Their eldest. A student at Eton. He…” He stopped, choking up a bit at the thought.
“I watched him at dinner, Anne. I watched him sit through a dinner with his parents, perfectly correct, perfectly silent, ignored. And I understood, watching him, what kind of house I have got now. What kind of house you have made of mine. Until last night, I did not understand what you had done, Anne. What you and Celia have done. What Felicity is now that she was not before. I understood it last night in another man’s dining room.
And I understood, at the same time, what I want. ”
“What do you want?”
“What I have, Anne. Which is just this. You. Our girls. Whatever comes, whatever does not come, whoever else this house does or does not someday hold. This. You. I rode home this morning to tell you that.”
She was weeping quietly, without fuss, the tears simply streaming down her face like soft raindrops. He let go of her hand and lifted his own. With his thumb, he very gently wiped her cheek.
“Oh, William,” she hiccupped.
“Yes, my sweet?”
She came into his arms as if she were coming home. She burrowed into his chest, her face pressed against the front of his traveling coat. His arms closed around her, tight and warm. He rested his cheek atop her head and held her.
Outside the door, a small voice said, in a whisper that was not really a whisper at all, “Felicity, I cannot hear anything.”
“That is because we are not meant to hear anything, Celia.”
“But how will we know if they have fixed it?”
“One can tell. Afterward. From their faces.”
“Oh,” Celia said.
A pause, and Anne and William giggled together.
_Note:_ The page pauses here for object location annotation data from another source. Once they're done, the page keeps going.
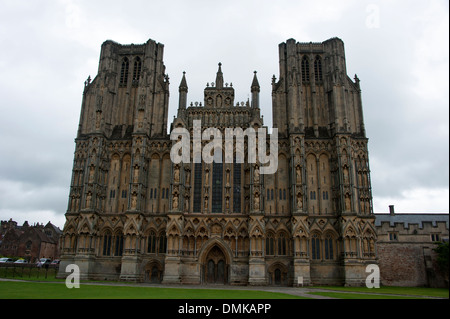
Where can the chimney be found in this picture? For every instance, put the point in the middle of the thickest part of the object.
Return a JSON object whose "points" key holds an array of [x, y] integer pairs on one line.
{"points": [[391, 209]]}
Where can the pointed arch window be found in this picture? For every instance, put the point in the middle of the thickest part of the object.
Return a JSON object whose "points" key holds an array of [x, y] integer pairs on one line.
{"points": [[329, 247], [318, 69], [151, 245], [162, 243], [107, 238], [315, 247], [217, 179], [137, 70], [282, 245], [118, 245], [124, 72], [198, 171], [237, 169], [269, 245], [305, 69]]}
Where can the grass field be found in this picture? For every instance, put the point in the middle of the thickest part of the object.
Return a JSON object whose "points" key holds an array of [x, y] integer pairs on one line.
{"points": [[37, 290], [404, 291], [45, 290]]}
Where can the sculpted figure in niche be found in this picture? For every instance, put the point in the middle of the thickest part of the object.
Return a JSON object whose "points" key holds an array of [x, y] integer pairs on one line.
{"points": [[134, 201], [175, 201], [299, 201], [176, 174], [206, 203], [298, 174], [136, 174], [88, 200], [347, 203], [206, 177], [256, 175], [256, 201]]}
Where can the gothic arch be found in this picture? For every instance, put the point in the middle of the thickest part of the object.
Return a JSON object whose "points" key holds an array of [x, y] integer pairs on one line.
{"points": [[210, 244]]}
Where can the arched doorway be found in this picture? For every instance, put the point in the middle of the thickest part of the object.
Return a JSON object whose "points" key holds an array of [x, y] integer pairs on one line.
{"points": [[215, 268], [153, 272], [277, 274]]}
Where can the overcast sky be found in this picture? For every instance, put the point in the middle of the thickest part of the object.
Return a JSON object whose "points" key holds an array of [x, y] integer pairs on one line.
{"points": [[398, 49]]}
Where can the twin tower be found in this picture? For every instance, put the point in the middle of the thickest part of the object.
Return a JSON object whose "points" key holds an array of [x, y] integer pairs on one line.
{"points": [[135, 215]]}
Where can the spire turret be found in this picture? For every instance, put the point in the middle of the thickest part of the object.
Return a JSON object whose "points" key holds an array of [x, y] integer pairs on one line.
{"points": [[255, 91], [183, 92], [219, 77]]}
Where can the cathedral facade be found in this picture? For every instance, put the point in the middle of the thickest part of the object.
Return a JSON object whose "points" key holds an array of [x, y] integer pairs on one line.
{"points": [[136, 215]]}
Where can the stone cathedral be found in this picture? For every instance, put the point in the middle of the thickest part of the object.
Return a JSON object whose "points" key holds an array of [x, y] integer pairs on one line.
{"points": [[135, 215]]}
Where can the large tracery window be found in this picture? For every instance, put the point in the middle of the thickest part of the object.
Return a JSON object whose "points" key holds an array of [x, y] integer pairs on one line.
{"points": [[197, 204], [305, 69], [217, 180], [269, 244], [137, 70], [328, 247], [237, 167], [315, 247], [318, 69], [124, 72]]}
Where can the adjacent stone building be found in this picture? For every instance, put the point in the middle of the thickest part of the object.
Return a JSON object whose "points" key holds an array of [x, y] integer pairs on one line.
{"points": [[30, 242], [133, 214], [405, 248]]}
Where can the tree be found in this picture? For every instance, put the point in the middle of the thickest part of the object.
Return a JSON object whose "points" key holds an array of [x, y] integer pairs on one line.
{"points": [[442, 258]]}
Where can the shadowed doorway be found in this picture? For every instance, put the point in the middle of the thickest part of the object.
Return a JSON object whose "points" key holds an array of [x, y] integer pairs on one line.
{"points": [[216, 268]]}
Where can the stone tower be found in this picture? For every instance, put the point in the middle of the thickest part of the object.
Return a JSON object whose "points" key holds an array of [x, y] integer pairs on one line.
{"points": [[133, 214], [317, 109]]}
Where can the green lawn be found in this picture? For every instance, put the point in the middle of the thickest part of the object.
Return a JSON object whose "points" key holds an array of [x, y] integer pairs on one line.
{"points": [[349, 295], [408, 291], [36, 290]]}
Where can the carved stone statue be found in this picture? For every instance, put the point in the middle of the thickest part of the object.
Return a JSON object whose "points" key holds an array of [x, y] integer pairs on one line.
{"points": [[256, 201], [176, 174], [298, 173], [256, 174], [175, 201]]}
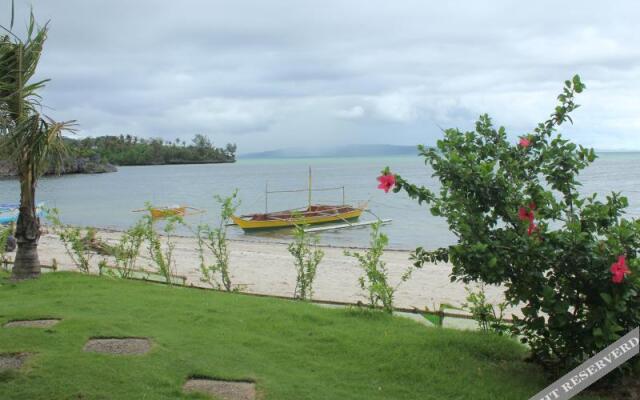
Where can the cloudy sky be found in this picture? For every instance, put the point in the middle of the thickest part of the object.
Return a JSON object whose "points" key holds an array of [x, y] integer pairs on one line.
{"points": [[273, 74]]}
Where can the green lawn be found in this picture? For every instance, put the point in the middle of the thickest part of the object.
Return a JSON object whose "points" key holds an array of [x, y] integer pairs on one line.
{"points": [[291, 350]]}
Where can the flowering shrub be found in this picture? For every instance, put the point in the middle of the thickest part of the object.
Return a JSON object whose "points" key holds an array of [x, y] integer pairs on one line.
{"points": [[568, 261]]}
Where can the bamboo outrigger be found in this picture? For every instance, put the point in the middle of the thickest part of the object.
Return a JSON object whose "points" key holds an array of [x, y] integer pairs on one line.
{"points": [[311, 215], [166, 212]]}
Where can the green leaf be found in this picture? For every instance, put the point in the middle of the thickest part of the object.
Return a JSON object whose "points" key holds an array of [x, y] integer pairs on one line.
{"points": [[606, 297]]}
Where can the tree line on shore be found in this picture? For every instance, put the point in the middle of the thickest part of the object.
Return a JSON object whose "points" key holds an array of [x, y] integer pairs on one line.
{"points": [[132, 150]]}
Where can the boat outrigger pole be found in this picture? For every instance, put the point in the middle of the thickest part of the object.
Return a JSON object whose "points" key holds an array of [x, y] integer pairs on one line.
{"points": [[309, 188]]}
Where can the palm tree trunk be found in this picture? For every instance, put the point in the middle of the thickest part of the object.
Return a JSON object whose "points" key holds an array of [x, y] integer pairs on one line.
{"points": [[27, 264]]}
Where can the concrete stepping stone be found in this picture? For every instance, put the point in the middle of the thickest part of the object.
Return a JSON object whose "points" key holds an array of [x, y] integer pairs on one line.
{"points": [[224, 390], [12, 360], [120, 346], [32, 323]]}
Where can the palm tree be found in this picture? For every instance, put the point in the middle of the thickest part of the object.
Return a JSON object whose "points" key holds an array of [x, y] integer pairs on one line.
{"points": [[31, 138]]}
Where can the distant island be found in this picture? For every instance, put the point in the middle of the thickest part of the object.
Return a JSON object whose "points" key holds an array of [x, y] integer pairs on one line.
{"points": [[102, 154], [355, 150]]}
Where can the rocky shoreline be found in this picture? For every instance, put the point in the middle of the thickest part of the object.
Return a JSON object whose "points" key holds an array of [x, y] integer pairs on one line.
{"points": [[81, 165]]}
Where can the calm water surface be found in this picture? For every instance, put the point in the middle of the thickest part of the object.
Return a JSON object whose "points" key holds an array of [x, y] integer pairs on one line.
{"points": [[107, 200]]}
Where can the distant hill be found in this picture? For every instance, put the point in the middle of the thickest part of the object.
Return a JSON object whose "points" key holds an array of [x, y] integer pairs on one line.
{"points": [[355, 150]]}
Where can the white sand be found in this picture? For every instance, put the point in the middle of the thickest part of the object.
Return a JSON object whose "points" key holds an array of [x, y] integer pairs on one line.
{"points": [[267, 268]]}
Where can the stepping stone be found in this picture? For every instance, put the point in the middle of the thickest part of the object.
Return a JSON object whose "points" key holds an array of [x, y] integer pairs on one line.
{"points": [[12, 360], [121, 346], [224, 390], [32, 323]]}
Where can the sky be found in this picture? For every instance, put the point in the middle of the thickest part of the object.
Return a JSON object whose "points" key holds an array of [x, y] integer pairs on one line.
{"points": [[278, 74]]}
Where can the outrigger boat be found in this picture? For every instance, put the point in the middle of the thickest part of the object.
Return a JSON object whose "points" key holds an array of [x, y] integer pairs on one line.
{"points": [[311, 215], [171, 211]]}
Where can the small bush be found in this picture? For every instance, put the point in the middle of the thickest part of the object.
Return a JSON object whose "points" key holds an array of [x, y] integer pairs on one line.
{"points": [[162, 256], [490, 318], [76, 245], [307, 256], [375, 280], [215, 240], [127, 251]]}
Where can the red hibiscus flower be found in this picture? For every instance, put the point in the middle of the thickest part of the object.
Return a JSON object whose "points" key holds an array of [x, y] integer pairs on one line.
{"points": [[387, 182], [619, 270], [524, 142]]}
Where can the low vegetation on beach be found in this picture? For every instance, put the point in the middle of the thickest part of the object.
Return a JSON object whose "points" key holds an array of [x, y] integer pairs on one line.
{"points": [[291, 350]]}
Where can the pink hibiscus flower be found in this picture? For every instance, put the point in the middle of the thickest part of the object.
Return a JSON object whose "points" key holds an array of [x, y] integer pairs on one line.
{"points": [[524, 142], [619, 269], [387, 182]]}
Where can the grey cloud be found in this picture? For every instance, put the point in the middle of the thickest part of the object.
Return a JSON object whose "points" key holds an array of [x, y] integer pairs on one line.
{"points": [[291, 73]]}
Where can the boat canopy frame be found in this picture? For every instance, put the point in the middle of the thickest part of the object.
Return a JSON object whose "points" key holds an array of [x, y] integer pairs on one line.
{"points": [[309, 190]]}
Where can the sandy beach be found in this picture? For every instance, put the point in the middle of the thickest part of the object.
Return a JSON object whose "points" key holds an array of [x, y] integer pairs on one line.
{"points": [[267, 268]]}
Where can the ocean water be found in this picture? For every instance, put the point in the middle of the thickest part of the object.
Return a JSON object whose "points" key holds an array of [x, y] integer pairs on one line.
{"points": [[108, 200]]}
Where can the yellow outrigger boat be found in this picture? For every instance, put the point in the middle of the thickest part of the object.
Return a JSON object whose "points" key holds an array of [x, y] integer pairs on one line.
{"points": [[311, 215], [314, 214]]}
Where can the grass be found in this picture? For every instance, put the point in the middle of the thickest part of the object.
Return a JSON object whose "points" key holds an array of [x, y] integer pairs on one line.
{"points": [[292, 350]]}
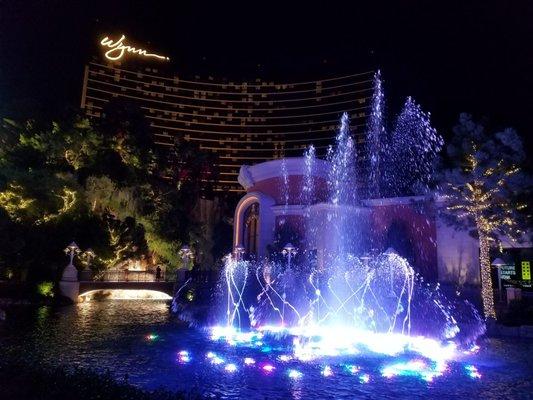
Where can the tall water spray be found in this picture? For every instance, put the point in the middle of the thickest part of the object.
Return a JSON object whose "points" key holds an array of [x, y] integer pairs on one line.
{"points": [[350, 299], [376, 138]]}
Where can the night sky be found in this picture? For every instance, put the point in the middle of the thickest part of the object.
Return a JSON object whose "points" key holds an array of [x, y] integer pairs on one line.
{"points": [[452, 57]]}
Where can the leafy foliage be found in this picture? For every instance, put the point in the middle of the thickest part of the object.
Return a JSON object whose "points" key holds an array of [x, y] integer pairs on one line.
{"points": [[484, 189], [106, 186]]}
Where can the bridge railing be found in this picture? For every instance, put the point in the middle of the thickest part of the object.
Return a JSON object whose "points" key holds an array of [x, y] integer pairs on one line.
{"points": [[130, 276]]}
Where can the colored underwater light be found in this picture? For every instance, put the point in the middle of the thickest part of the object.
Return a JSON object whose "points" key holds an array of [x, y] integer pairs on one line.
{"points": [[183, 356], [294, 374], [268, 368], [417, 368], [216, 360], [352, 369], [230, 368], [311, 342], [472, 372], [327, 371]]}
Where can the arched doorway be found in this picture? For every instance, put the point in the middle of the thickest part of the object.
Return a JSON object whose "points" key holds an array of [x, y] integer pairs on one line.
{"points": [[251, 230]]}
“Felicity,” Celia said finally.
“Yes.”
“I am very hungry,” she sighed.
“So am I,” Felicity agreed.
“Shall we go and have cake?” Celia added.
“Yes, I think we shall.”
“They could be a while. We can return later.”
“I suppose we are truly trapped here,” Anne laughed as two sets of small feet retreated with great ceremony down the passage.
After a moment, William’s shoulders started shaking as he chuckled. He did not loosen his hold on her, but laughed into her hair. She laughed harder into his coat, and at some point, their laughter became something else.
He tilted her face up to his and kissed her. Suddenly, Anne stepped back to look up at him. She kept one hand on the lapels of his coat, as if to assure herself that he was still within reach.